Statistical analyses
First, we determined the extent to which there were rater, professor, and relationship effects for each of the study constructs. We analysed the data as a students × professors (nested within sections) × item design in VARCOMP within SPSS. Each factor was random. Students and professors were nested within sections, and each factor was crossed with items. Each section formed a level of the sections factor, each student formed a level of the raters factor, each professor formed a level of the professors factor, and each item aggregate formed a level of the items factor. We constructed two aggregates of odd and even items for each construct to reduce measurement error and the size of the design (Gross et al., 2009). We analysed the study as a nested design to obtain better statistical power for professor effects. Analysing each section separately has the disadvantage of only 3 or 4 professors per study, whereas the nested design had 10 professors. We also analysed each section's data separately, and the results were very similar to those of the nested design. Analyses of each section's data are available by request. The design yielded nine effects: raters nested within section (i.e., raters:sections), professors:sections, items, sections, raters:sections × items, professors:sections × items, items × sections, raters:sections × professors:sections, and raters:sections × professors:sections × items. Relationship effects are reflected in the raters:sections × professors:sections effect. Effects involving items are typically viewed as measurement error and thus are not reported.
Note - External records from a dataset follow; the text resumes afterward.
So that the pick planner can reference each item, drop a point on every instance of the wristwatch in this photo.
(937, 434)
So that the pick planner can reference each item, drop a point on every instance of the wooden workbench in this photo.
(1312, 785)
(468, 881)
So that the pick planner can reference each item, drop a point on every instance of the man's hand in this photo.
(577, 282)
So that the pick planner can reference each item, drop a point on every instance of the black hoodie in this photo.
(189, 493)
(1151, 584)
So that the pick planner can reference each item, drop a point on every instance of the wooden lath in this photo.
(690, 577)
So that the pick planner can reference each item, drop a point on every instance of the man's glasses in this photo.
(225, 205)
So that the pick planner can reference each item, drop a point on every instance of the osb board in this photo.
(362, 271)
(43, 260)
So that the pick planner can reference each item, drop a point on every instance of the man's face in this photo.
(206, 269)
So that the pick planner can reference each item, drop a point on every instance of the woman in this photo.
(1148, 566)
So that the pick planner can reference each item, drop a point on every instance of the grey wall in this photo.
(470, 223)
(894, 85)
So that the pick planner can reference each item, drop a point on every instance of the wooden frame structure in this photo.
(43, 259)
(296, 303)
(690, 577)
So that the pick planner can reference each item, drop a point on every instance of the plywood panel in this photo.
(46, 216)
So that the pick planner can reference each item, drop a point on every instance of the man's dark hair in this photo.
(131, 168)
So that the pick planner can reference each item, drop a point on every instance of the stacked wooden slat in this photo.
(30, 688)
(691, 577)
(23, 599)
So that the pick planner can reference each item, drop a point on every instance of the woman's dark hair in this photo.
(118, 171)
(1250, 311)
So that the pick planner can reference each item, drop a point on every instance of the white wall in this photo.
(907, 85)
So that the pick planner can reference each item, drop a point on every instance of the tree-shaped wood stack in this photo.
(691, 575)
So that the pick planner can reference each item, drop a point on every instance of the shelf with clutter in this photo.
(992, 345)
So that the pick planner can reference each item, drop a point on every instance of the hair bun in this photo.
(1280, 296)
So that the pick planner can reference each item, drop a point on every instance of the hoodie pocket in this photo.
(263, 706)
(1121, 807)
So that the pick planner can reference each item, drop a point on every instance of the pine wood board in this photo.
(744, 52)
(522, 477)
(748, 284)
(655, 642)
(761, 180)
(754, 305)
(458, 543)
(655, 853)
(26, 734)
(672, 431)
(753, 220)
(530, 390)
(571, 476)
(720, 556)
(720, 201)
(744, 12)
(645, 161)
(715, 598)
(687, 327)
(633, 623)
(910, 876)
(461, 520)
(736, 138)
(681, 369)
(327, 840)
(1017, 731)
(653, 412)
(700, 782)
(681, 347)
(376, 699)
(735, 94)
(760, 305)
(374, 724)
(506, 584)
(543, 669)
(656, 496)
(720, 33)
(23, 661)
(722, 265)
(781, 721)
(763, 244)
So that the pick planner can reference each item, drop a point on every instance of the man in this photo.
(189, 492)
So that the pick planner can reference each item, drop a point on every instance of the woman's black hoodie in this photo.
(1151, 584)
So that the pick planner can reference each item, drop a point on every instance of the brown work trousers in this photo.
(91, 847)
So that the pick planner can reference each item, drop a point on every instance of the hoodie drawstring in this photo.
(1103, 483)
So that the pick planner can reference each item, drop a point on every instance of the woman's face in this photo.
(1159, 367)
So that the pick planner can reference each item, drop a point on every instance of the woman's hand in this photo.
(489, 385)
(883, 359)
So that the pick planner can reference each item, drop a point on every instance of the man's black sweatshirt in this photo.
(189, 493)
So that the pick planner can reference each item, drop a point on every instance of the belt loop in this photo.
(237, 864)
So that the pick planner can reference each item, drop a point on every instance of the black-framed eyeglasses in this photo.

Correlations between constructs were estimated by first calculating rater, professor, and relationship scores following the examples of Cook and Kenny (2004); Kwan, John, Kenny, Bond, and Robins (2004); and Kwan, John, Robins, and Kuang (2008). Professor scores were simply the mean score of each professor averaged across raters and items (N = 10). Rater scores were simply the mean score of each rater averaged across professors and items (N = 145). Relationship scores (N = 483) were calculated using the formula Relij = Xij − MRateri − MProfessorj, for which Xij indicates a score on a variable for rater i and professor j, MRateri is rater i's mean score across professors, and MProfessorj is professor j's mean score across raters. Relationship scores were averaged across items. We did not adjust for section in calculating these scores as there were no effects for section on the study variables. Once rater, professor, and relationship scores were calculated, we used conventional correlation and regression analysis. We used percentile bootstrapping with 1,000 resamples to estimate statistical significance for correlations based on professor and relationship scores as these scores violated the independence of observations assumption. We used parametric significant tests for rater scores.
In our team's previous analyses (e.g., Gross et al., 2009), we estimated multivariate generalizability correlations (Cronbach et al., 1972) between constructs using the software Mgenova (Brennan, 2001). Although appropriate for the study's design, Mgenova has two disadvantages. Statistical control is cumbersome, and significance tests must be bootstrapped by hand. Fortunately, the results of the analyses just described and the results from Mgenova yielded identical results.2
Results
First, we attempted to replicate Gross et al.'s (2009) findings of large relationship, professor, and rater effects on teaching evaluations and on affect, as well as relationship effects on quiz performance.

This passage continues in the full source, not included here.